Of course, relations between the Vatican and Ireland have not been broken off — the secretary general of the Department of Foreign Affairs, David Cooney, will service the Holy See from Dublin as a “non-resident ambassador”.
Mr Cooney previously worked as secretary in the Vatican embassy as a young diplomat. But already, Mr Donlon suspects, the Vatican has delivered a “minor snub” to the Government by not yet affording Mr Cooney a chance to present his credentials.
Mr Gilmore was questioned about this at an Oireachtas committee in December, and acknowledged that non-resident ambassadors from other countries were being given their chance to present their credentials at a ceremony in the Holy See later that same month.
“We had notified the Holy See of our nominee, but it is not intended that he will present himself (at that ceremony). That is not our choice. That decision was made in the Vatican. We are ready for the new ambassador to hand in his credentials whenever that can be accommodated by the Vatican,” Mr Gilmore said.
Mr Donlon knows what it’s like to be in this position. “When I went to Washington (as ambassador to the US) in ’78, there was a three- or four-week delay before I could present my credentials to President Carter.
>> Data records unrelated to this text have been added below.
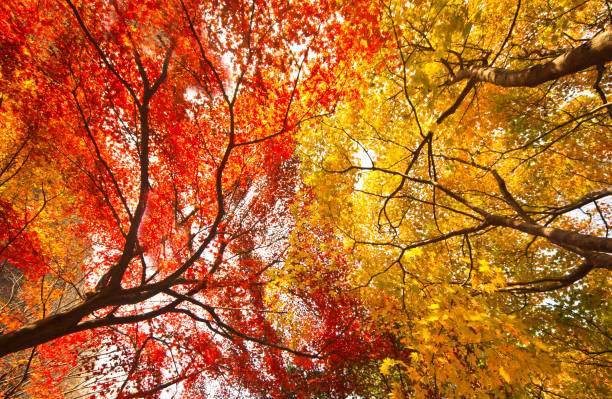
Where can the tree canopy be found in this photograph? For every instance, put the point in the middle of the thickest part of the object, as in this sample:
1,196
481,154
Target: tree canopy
305,199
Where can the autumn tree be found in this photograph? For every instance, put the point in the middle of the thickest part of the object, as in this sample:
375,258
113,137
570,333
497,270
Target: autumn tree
149,149
470,183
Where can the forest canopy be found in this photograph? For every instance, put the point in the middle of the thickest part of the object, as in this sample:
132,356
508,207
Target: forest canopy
305,199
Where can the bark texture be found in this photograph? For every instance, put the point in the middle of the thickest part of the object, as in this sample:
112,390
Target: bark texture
596,51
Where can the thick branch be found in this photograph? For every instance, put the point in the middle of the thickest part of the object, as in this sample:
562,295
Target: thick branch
558,236
596,51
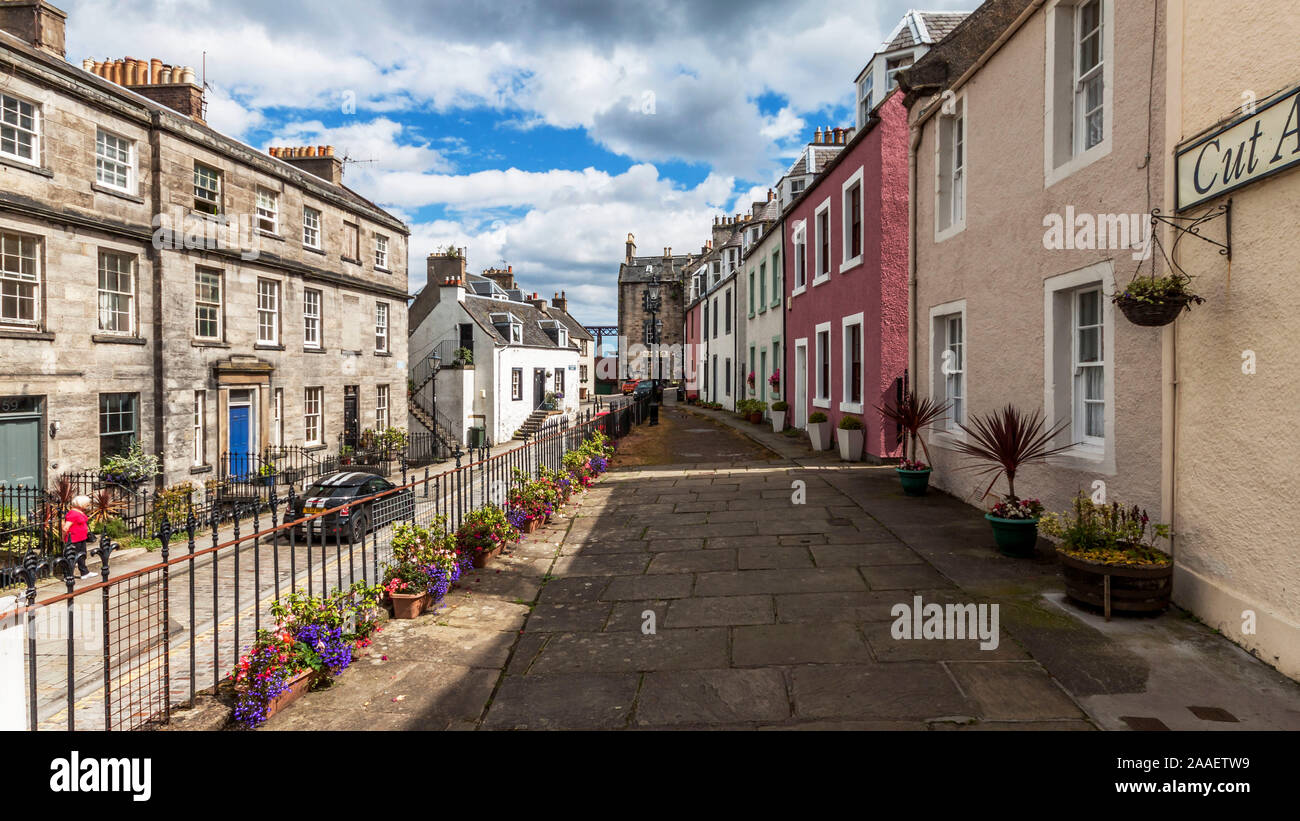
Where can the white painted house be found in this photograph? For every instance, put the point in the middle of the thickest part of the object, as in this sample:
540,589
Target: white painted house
488,355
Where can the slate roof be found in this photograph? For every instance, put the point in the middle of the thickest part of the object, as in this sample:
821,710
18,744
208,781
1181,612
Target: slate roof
637,269
963,46
298,176
481,308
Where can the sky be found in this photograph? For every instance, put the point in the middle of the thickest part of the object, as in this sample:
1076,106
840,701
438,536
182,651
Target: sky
531,133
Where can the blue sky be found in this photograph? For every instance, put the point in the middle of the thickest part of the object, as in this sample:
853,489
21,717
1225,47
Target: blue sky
536,133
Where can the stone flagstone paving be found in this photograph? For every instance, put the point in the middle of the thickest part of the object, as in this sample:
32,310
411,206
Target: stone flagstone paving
766,615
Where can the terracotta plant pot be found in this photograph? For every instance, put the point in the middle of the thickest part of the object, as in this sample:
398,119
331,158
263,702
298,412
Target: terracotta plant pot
407,604
482,557
298,685
1142,589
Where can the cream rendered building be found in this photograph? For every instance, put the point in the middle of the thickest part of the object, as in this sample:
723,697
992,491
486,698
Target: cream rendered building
1231,447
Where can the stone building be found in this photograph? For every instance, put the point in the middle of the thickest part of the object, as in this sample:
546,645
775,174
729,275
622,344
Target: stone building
635,320
167,285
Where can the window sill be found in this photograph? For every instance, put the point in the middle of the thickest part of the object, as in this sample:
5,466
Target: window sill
26,166
8,333
118,341
117,192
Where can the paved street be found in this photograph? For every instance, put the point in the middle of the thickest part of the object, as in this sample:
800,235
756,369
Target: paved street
688,590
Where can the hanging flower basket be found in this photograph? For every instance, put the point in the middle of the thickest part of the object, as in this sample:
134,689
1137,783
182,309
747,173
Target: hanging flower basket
1152,315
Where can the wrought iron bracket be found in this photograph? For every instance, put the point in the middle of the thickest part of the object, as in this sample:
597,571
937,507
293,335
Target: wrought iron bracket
1191,226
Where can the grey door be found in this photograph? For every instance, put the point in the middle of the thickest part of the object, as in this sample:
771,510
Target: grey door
20,442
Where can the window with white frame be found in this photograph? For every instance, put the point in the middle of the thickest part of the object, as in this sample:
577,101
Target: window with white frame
381,328
953,368
268,211
313,422
20,279
311,227
1078,338
381,407
1079,83
801,259
20,129
118,422
277,417
852,357
776,278
865,96
115,161
852,216
268,312
950,185
351,242
200,411
207,189
822,395
1090,368
822,242
207,303
311,318
116,292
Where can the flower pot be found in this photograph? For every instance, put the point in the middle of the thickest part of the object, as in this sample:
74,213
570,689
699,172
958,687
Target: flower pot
850,444
1151,315
298,685
1014,537
407,604
778,421
819,434
1140,589
914,482
482,557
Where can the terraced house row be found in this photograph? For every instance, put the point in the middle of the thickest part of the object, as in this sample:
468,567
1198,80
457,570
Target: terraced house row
1009,173
167,285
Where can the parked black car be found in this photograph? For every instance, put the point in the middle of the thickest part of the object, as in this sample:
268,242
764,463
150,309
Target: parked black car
354,520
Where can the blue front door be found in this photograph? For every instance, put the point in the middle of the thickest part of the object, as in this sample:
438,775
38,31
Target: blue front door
239,457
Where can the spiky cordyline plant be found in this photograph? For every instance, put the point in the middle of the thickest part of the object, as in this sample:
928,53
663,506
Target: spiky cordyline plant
1008,441
914,415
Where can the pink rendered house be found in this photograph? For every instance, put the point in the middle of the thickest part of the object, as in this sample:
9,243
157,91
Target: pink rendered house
846,282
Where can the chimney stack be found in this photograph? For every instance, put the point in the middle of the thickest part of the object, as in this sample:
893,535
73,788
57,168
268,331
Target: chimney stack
37,24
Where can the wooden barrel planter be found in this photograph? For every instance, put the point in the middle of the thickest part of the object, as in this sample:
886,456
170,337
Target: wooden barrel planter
1130,589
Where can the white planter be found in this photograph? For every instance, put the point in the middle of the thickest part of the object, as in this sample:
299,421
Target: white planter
850,444
819,433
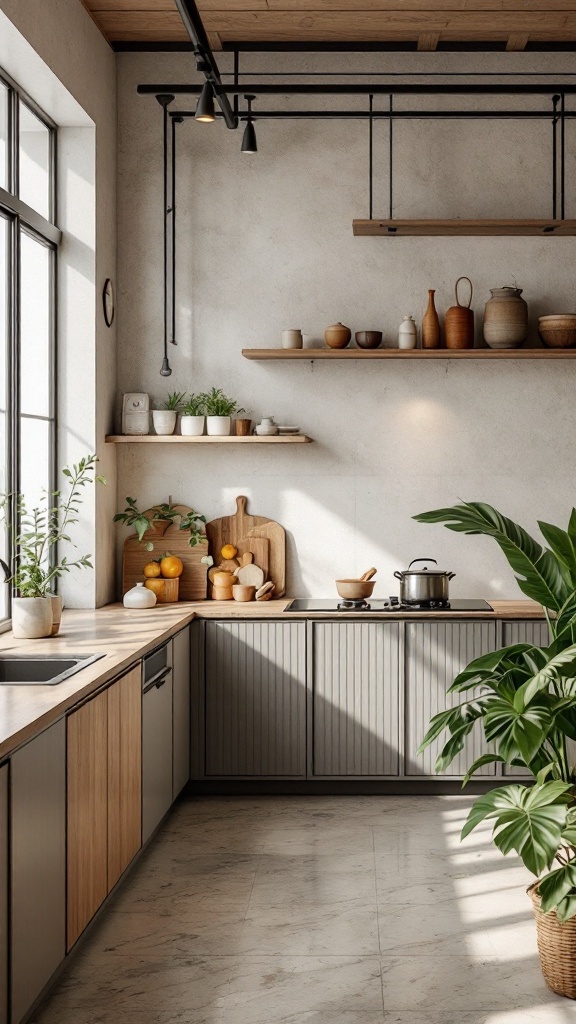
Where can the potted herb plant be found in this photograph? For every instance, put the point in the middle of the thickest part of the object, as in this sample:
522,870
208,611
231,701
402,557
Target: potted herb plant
218,412
164,418
194,413
37,540
524,697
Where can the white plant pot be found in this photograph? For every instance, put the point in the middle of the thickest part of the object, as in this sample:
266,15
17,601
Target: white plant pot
164,420
218,425
32,617
192,426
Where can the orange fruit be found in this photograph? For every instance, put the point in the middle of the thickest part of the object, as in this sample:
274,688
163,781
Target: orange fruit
171,566
155,585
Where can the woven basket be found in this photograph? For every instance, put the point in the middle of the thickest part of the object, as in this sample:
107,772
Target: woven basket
557,946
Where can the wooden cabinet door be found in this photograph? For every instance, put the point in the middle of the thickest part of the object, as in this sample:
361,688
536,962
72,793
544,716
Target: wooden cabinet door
356,687
3,894
87,813
124,773
181,722
38,865
436,652
255,698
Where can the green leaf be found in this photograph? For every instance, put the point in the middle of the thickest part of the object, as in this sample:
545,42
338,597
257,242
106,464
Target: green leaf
539,573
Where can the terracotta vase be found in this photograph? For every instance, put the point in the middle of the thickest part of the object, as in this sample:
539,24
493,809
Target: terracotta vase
430,324
505,318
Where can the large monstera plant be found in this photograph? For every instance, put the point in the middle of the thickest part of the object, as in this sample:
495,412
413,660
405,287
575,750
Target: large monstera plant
525,698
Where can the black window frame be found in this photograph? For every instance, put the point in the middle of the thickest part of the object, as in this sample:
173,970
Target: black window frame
24,220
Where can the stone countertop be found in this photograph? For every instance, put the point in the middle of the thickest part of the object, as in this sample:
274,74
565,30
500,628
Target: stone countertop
124,636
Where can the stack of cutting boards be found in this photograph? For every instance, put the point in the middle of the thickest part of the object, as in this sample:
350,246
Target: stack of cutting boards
255,535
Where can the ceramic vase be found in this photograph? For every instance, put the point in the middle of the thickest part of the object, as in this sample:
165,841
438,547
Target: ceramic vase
138,597
218,425
430,324
192,426
164,420
32,617
407,333
505,318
During those three or four weeks, basically I couldn’t attend any public function nor could I participate in any of the normal meetings. I couldn’t go to the State Department to lobby about something. So I think it is probably a minor snub (by the Vatican).”
The department, for its part, insisted last night there had been “no delay” and that Mr Cooney would present his credentials in May.
One thing the Government should consider in all this, says Mr Donlon, is defining its future relationship with the Vatican by way of a concordat, or formal agreement, that deals with matters concerning both State and Church.